Apr 29 15:03:02 zircon kernel: sda: test WP failed, assume Write Enabled
Apr 29 15:03:02 zircon kernel: sda: assuming drive cache: write through

... repeated. You now know for certain that your drive (in this case) is sda - this is important.

If, instead of using a terminal, you used the messages screen, press [Ctrl][Alt][F7] to get back to your session (may be a different function key on different systems).

Next, select 'KDE', 'System', 'YaST (Administrator Settings)', enter your root password. In Control Center, select 'System' and then 'Partitioner'. Click 'Yes' on the Warning dialogue box. The Expert Partitioner loads.

Select 'sda' and click on the 'Create' button. Select your drive - '/dev/sda' - and then click on 'OK'. Select the partition type - 'Primary Partition' - and then the create dialogue opens.

Select the file system to format the drive with and, for the reason that it is a removable drive, make sure the 'Mount Point' is empty (you don't want it searching for this drive on boot up and then failing to find it). Click on 'OK'.

Finally, click on 'Apply' and then in the green warning box, click on 'Apply' and watch it work. For a 120GB USB, formatted with ext3 it can take just a couple of minutes. Remember that whilst it might look as though it has stuck at some percentage point of the job, the busy light is still flickering on the drive.
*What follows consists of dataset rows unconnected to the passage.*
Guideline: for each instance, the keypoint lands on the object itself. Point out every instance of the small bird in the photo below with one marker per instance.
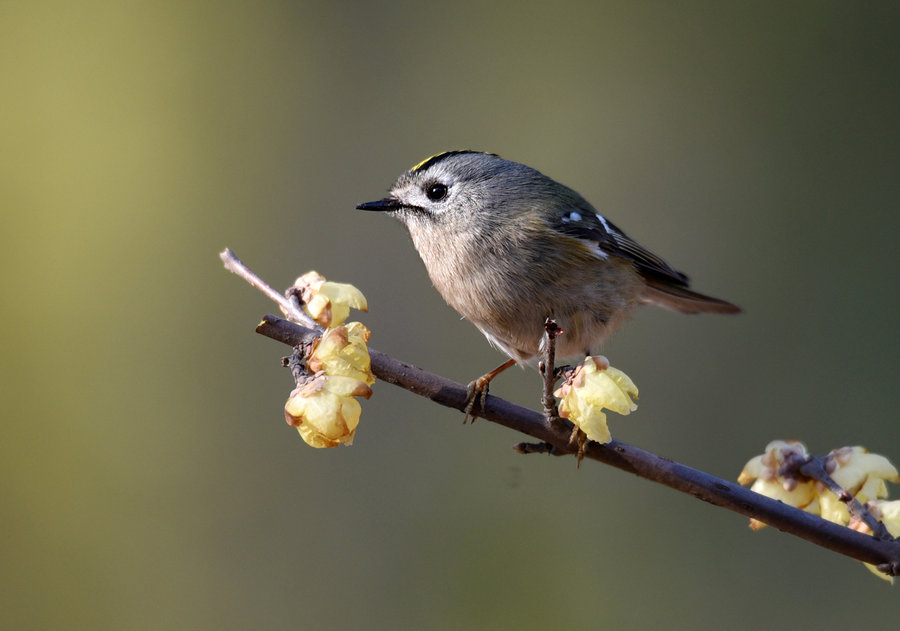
(508, 247)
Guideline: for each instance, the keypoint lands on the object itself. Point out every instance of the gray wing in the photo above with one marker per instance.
(591, 226)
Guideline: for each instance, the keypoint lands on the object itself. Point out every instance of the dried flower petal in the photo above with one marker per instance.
(343, 351)
(593, 387)
(324, 410)
(326, 302)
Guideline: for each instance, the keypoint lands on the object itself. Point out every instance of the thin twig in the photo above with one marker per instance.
(290, 307)
(814, 467)
(554, 439)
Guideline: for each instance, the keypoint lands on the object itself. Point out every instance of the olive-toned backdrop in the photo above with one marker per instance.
(148, 478)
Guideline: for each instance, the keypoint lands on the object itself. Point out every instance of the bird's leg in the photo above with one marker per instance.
(547, 368)
(480, 387)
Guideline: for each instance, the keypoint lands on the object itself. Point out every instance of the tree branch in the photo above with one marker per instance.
(555, 438)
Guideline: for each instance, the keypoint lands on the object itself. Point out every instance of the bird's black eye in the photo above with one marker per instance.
(436, 191)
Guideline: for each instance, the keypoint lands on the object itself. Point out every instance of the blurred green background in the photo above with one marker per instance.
(149, 480)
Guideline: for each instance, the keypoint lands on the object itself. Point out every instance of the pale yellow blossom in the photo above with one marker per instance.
(326, 302)
(860, 473)
(343, 351)
(324, 409)
(593, 387)
(769, 479)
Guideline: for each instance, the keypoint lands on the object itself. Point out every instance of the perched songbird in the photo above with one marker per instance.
(508, 247)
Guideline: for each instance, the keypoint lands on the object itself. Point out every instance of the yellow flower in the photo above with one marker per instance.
(343, 351)
(324, 411)
(858, 472)
(326, 302)
(769, 479)
(593, 386)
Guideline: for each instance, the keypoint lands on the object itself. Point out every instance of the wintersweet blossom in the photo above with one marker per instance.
(343, 351)
(324, 409)
(593, 387)
(326, 302)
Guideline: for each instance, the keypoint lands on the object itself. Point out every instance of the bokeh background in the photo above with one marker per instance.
(148, 478)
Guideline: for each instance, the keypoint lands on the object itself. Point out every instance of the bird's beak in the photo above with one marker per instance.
(386, 204)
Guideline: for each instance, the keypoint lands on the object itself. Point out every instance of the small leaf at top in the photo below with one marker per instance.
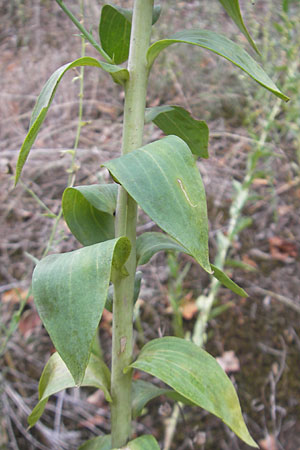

Last of all, click on 'Quit' and the job is done. You might have to unplug it and plug it in again to see it, depending upon your hardware configuration but now you have your drive back.

Boot and Nuke

There are many programs for deleting partitions on hard drives but most of them need you to have a specific OS or type of OS installed in the first place. Darik's Boot and Nuke (www.dban.org) runs from a live CD so that the installed OS is completely irrelevant.

The dban version 1.0.7 ISO file is only 2.0MB and version 2.0.0 is 5.7MB - the intention being that it can be run from a floppy diskette or a USB drive if necessary.

To run it from a floppy diskette, download the dban-1.0.7_i386.exe file and then unzip it using the unzip command. Next, copy the image file to the floppy diskette by typing ...

dd if=dban-1.0.7_i386.ima of=/dev/fd0

... and when the light has gone out on the drive, you can reboot and run the program - remembering that the floppy diskette should be on your boot list in your BIOS.